Виновато отведя глаза от доктора, он долго искал глазами, куда положить деньги за визит, и, наконец, нашел: на письменном столе, между чернильницей и бочонком для ручек, было уютное, скромное местечко. И туда положил он трехрублевую зелененькую бумажку, старую, выцветшую, взлохматившуюся бумажку.
«Теперь их новых, кажется, не делают», – подумал доктор про зелененькую бумажку и почему-то грустно покачал головой.
Через пять минут доктор выслушивал следующего, а писатель шел по улице, щурился от весеннего солнца и думал: почему все рыжие люди весною ходят по теневой стороне, а летом, когда жарко, по солнечной? Доктор тоже рыжий. Если бы он сказал пять или десять лет, а то двадцать – значит, я умру скоро. Немного страшно. Даже очень страшно, но…
Он заглянул к себе в сердце и счастливо улыбнулся. Как светит солнце! Как будто оно молодое, и ему хочется смеяться и сойти на землю.

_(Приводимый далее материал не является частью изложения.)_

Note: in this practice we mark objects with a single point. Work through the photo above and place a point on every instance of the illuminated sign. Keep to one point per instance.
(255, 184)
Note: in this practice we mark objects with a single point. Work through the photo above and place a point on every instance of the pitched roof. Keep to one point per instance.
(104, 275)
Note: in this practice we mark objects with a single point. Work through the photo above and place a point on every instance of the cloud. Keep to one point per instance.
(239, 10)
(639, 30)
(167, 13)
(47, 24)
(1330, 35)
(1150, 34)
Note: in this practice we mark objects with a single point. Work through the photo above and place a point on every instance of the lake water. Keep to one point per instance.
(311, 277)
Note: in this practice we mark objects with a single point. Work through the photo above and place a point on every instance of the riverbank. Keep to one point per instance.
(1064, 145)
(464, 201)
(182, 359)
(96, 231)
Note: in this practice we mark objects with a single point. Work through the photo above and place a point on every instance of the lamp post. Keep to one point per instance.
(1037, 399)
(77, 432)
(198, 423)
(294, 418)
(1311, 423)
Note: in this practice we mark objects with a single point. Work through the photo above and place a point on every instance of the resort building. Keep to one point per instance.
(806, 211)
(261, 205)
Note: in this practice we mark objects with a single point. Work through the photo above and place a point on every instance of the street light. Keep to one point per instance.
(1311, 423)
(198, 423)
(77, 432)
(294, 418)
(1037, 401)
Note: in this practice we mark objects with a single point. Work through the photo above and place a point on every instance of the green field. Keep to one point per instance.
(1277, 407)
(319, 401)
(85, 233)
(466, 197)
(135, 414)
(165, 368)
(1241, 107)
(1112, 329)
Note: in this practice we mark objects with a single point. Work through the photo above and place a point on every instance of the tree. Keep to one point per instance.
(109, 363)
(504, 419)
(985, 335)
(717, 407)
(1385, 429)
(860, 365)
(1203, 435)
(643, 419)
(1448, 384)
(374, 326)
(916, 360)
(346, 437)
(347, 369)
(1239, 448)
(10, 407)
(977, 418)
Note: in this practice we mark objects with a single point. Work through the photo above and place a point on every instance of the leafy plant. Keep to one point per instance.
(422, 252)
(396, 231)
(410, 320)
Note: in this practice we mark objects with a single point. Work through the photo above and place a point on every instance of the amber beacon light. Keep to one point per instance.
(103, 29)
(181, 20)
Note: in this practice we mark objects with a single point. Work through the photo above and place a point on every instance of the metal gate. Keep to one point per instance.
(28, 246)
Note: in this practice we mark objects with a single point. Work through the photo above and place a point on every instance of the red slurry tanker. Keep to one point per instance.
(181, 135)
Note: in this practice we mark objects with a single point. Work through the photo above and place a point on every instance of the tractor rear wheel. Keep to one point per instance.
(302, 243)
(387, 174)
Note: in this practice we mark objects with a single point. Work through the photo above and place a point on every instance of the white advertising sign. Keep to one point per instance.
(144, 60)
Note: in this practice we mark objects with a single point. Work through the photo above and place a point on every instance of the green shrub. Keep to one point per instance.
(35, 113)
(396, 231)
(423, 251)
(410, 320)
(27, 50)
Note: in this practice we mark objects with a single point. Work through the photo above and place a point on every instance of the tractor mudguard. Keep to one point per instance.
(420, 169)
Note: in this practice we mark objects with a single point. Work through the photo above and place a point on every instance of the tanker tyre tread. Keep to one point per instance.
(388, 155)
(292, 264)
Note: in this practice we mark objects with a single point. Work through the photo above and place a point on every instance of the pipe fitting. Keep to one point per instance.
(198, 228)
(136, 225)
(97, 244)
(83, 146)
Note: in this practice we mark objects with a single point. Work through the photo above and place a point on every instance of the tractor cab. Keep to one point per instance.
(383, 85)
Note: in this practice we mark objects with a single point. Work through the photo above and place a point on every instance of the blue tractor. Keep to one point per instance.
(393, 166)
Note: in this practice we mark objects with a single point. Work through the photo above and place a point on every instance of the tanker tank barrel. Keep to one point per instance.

Рукопись была толстая; листов в ней было много; по каждому листу шли маленькие убористые строчки, и каждая из них была частицею души писателя. Костлявою рукою он благоговейно перебирал страницы, и белый отсвет от бумаги падал на его лицо, как сияние, а возле на коленях стояла жена, беззвучно целовала другую костлявую и тонкую руку и плакала.
– Не плачь, родная, – просил он, – плакать не нужно, плакать не о чем.
– Твое сердце… И я останусь одна во всем мире. Одна, о боже!